しかし「死の家の記録」を読んで、これが一番面白いと思いました。
ドストエフスキーとあまりソリの合わなかったツルゲーネフも、この作品に限っては激賞したと言われています。
今回は「死の家の記録」のレビューです。
以下、59秒の紹介動画です。
忙しい人用です。
「死の家の記録」を読んだ感想。
帝政ロシア下での監獄経験を作品にしたものです。
作品の主人公はゴリャンチコフという架空の人物ですが、ほぼほぼドストエフスキーです。

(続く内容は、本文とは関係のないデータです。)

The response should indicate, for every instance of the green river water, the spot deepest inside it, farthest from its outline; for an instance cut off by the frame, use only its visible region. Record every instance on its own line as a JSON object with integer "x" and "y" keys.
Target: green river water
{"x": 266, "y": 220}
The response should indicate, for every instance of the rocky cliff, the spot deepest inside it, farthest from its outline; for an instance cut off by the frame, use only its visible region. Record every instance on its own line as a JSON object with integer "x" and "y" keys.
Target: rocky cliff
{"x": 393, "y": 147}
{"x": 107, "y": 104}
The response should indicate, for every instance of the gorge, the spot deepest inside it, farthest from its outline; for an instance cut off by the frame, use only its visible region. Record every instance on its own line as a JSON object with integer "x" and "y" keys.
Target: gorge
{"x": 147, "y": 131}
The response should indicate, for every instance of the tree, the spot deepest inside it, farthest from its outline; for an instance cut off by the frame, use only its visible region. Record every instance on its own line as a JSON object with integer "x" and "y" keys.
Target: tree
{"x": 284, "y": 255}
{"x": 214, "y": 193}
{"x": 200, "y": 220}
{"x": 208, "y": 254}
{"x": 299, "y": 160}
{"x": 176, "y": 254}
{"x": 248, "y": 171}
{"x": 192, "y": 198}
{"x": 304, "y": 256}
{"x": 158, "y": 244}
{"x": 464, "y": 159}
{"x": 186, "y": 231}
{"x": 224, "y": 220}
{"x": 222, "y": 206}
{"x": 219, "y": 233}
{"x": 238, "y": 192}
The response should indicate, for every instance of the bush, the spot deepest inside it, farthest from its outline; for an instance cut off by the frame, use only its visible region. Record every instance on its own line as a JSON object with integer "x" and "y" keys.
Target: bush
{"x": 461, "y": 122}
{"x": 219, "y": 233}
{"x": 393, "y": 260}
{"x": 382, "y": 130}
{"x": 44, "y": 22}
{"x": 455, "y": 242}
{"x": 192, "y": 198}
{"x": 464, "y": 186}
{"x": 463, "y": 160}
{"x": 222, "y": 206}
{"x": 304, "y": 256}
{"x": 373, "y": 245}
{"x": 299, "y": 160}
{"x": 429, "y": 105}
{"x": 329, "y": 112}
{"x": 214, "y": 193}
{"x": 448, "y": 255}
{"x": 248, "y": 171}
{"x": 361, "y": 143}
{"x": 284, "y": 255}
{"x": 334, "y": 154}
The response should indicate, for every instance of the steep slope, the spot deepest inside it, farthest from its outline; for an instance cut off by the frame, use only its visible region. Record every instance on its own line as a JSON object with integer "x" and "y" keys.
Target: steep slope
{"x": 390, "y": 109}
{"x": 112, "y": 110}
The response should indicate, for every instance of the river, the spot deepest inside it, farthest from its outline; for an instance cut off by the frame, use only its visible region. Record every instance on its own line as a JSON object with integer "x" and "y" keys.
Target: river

監獄における掟や独特の風習が赤裸々に描かれています。
驚くのは、囚人たちの金に対する異常な執着です。
金を稼ぎ、蓄財する者ほど監獄内では尊敬されます。
このあたりは実社会と同じですね。
どうやって「死の家の記録」は生まれたのか。
ドストエフスキーは28歳の時、政治犯として収監されます。
収監中、銃殺刑を宣告されますが、直前で恩赦が下り一命を取り止めました。
強烈な運の強さです。
刑期満了で出獄したのは33歳の時でした。
「死の家の記録」はその時の経験を元に書かれた小説です。
よってフィクションというよりルポルタージュの側面が強いですね。
その後の監獄物に与えた影響も見逃せません。
貴族と庶民との埋められない軋轢も描かれています。
まとめ
ナロードニキ運動というものが、1860~70年代にかけてロシアで起こりました。
一般民衆を啓蒙し、帝政を打倒しようという運動です。
しかし実際には暴力革命でした。
その後のスターリン体制では一般民衆に対して弾圧が行われ、啓蒙どころではなくなります。
意外と上に従順という特徴は、ロシア国民の持つひとつの特性なのかもしれません。
最後まで記事を読んでいただきありがとうございました。